Core Logic (top): Contains the actual business logic in a function that receives a deps object. This is what readers should focus on when understanding what the code does.

Test Harness (bottom): Contains the dependency injection wiring. The run(overrides) function assembles default dependencies and allows tests to substitute mocks via the overrides parameter. Readers can skip this section entirely when trying to understand the module's behavior.

This structure mirrors common patterns in other languages (e.g., Python's if __name__ == '__main__': at the bottom) and provides a clear "stop reading here" signal for anyone reviewing the logic.

Note: Pure utility modules like post-utils.js and log.js do not use this pattern since they have no external dependencies and can be tested directly.


Update: Pattern Reverted (2026-01-23)

The dependency injection pattern described above was reverted. Investigation revealed:

  1. Root cause: Vitest's vi.mock() does not intercept require() calls in CommonJS modules.

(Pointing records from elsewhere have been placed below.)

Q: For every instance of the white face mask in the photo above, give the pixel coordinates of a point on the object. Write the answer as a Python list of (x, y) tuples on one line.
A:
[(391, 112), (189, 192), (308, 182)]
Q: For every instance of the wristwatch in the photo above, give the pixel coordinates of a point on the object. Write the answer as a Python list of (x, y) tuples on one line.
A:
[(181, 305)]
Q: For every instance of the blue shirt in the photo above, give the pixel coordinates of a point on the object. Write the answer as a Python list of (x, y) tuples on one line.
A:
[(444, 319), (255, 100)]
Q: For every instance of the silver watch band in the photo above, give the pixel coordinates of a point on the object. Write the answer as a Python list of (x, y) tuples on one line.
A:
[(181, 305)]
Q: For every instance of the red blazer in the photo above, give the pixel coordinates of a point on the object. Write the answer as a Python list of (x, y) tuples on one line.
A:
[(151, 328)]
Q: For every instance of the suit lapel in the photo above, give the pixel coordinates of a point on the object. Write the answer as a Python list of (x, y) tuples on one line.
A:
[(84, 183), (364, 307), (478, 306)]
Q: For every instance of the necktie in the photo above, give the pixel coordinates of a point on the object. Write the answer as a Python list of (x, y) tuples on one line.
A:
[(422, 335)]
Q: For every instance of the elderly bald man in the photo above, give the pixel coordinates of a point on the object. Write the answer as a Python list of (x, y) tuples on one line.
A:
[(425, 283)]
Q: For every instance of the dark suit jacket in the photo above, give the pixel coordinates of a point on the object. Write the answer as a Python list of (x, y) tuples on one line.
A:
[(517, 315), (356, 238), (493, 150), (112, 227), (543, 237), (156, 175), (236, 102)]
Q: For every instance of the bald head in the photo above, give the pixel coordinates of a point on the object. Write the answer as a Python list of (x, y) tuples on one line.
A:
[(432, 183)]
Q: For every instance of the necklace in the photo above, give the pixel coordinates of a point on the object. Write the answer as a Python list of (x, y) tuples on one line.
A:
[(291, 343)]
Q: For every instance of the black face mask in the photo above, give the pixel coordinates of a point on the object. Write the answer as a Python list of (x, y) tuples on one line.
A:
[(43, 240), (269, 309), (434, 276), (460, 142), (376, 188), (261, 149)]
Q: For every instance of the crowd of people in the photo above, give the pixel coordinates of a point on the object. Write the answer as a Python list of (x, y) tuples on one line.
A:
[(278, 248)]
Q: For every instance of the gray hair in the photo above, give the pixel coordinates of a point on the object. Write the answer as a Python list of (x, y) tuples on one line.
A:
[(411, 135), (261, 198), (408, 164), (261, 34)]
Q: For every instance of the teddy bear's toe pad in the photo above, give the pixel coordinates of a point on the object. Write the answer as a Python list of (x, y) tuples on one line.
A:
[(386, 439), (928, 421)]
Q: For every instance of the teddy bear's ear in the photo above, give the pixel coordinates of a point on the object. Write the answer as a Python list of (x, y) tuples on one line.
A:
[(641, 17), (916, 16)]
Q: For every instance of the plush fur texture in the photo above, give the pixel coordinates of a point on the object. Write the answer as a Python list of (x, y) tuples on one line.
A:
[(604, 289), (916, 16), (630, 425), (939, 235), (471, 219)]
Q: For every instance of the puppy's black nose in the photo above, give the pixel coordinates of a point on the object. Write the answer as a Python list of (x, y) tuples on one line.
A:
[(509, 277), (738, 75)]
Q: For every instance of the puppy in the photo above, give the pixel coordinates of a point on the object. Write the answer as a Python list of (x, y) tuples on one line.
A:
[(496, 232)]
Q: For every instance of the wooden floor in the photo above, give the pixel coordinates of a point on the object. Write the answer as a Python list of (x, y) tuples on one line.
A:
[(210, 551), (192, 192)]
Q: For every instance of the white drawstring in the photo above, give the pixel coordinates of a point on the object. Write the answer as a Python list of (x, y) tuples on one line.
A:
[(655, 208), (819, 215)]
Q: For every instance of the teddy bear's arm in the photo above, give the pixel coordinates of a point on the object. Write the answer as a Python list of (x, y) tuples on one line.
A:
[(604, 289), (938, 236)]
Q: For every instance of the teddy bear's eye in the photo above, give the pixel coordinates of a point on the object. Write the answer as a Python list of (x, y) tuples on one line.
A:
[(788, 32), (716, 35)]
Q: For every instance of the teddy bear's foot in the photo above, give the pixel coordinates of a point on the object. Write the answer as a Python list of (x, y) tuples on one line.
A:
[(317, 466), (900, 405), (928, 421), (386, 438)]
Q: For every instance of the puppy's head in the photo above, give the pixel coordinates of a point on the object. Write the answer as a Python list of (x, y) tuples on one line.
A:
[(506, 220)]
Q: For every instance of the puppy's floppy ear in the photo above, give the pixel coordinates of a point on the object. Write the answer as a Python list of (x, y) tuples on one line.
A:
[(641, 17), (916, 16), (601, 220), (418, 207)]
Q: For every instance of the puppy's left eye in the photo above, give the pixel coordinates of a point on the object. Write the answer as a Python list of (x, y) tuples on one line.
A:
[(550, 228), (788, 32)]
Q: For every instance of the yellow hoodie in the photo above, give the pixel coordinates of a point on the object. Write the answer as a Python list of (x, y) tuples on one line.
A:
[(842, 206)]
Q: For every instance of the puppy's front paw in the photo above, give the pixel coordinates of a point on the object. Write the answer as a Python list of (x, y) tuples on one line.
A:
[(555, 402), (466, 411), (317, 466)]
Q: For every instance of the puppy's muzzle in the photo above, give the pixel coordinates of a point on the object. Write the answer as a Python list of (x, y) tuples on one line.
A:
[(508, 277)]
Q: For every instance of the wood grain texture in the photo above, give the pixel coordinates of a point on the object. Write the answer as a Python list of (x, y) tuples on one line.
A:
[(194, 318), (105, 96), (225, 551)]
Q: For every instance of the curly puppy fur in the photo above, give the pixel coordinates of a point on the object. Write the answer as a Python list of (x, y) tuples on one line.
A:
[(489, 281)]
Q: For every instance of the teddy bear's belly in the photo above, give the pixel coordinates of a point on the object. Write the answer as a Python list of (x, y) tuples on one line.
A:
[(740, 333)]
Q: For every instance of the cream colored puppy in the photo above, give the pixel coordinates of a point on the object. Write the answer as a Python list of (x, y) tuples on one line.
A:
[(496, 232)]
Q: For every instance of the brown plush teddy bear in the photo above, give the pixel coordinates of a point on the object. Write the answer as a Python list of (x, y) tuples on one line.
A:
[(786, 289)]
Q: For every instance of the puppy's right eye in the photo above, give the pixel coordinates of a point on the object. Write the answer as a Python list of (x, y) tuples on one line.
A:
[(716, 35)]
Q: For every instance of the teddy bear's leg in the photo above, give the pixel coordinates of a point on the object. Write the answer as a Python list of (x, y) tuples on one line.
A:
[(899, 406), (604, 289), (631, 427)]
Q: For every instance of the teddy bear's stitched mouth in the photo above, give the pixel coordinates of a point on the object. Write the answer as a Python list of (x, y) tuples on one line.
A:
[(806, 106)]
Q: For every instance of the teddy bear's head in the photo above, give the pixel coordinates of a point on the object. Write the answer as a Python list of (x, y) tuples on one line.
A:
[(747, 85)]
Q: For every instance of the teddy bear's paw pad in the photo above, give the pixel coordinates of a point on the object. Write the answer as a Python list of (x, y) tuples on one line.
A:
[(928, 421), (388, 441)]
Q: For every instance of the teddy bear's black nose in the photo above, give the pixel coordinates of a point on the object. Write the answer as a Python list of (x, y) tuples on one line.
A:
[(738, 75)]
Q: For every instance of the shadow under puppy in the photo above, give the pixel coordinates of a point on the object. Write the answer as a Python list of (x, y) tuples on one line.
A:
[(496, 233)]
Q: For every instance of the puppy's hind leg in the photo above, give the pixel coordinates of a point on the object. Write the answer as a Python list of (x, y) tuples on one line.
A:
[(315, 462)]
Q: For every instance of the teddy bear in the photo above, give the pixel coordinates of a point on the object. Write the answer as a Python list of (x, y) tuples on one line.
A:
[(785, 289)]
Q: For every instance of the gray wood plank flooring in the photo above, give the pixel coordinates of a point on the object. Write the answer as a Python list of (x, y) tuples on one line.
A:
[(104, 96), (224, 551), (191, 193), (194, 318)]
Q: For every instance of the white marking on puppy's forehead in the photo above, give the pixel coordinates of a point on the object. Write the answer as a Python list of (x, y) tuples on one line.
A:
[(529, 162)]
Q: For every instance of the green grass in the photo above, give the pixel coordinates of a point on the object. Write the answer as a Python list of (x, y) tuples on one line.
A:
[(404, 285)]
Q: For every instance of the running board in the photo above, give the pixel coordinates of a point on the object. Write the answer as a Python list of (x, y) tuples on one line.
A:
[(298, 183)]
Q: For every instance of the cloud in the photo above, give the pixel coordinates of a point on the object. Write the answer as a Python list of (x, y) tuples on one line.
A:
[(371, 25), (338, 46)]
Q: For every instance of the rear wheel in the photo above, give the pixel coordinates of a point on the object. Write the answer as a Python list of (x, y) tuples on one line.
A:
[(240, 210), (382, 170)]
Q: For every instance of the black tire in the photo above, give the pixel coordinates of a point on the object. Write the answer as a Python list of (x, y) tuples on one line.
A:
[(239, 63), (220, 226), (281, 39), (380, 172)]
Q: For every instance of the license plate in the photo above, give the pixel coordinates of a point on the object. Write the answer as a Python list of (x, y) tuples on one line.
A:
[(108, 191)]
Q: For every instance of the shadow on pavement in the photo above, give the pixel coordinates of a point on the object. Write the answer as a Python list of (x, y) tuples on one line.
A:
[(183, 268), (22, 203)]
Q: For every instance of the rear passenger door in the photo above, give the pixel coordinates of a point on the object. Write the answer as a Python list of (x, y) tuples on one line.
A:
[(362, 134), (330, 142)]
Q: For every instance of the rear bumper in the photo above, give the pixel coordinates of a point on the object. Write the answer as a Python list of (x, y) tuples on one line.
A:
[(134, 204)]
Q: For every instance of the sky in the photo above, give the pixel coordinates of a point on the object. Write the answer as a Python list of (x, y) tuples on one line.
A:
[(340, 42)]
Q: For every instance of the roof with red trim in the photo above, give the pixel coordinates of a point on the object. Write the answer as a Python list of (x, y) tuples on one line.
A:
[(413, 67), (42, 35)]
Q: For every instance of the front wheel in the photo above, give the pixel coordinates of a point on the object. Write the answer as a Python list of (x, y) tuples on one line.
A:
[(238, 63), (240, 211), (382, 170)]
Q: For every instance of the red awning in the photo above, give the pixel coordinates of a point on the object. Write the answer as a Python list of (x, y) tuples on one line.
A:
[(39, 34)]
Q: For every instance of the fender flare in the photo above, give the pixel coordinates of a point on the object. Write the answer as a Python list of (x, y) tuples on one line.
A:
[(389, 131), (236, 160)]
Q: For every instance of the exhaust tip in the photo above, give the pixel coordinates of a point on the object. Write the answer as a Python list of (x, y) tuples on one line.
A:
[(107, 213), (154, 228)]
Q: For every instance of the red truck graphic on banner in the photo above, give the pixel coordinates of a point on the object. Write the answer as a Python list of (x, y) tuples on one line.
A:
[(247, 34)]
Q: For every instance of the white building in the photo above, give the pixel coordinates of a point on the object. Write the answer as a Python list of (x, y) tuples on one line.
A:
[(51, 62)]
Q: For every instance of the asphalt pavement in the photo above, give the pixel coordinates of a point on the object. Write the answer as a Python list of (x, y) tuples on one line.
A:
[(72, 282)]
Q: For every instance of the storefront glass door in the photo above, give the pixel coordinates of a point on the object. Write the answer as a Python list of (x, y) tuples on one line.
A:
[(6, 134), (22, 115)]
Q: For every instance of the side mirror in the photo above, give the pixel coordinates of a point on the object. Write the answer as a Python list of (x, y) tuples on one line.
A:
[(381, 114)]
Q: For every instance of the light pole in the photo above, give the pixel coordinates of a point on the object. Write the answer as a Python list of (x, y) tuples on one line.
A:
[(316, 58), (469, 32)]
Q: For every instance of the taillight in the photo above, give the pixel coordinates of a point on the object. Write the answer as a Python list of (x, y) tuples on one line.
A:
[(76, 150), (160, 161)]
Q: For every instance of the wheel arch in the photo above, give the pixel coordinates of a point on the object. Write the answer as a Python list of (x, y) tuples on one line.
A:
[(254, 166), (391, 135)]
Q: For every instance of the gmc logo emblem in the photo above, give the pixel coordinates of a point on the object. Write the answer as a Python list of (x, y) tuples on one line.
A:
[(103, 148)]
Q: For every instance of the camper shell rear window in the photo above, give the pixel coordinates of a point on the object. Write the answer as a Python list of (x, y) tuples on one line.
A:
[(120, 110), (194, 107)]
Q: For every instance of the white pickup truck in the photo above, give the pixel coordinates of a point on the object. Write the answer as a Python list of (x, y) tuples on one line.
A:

The DI pattern was a workaround for this Vitest limitation.

  2. Coverage before DI: 36% (entry points at 0%)

  3. Coverage after DI: 99%

However, the 0% coverage on entry points was partly because we hadn't attempted to test them via other means. The new approach:

  • Extract pure logic into utility modules (post-utils.js) where it can be tested directly
  • Keep entry points thin - just orchestration/wiring
  • Integration test entry points via act (local GitHub Actions runner) if needed

This follows the "functional core, imperative shell" pattern and avoids shaping production code around testing infrastructure limitations.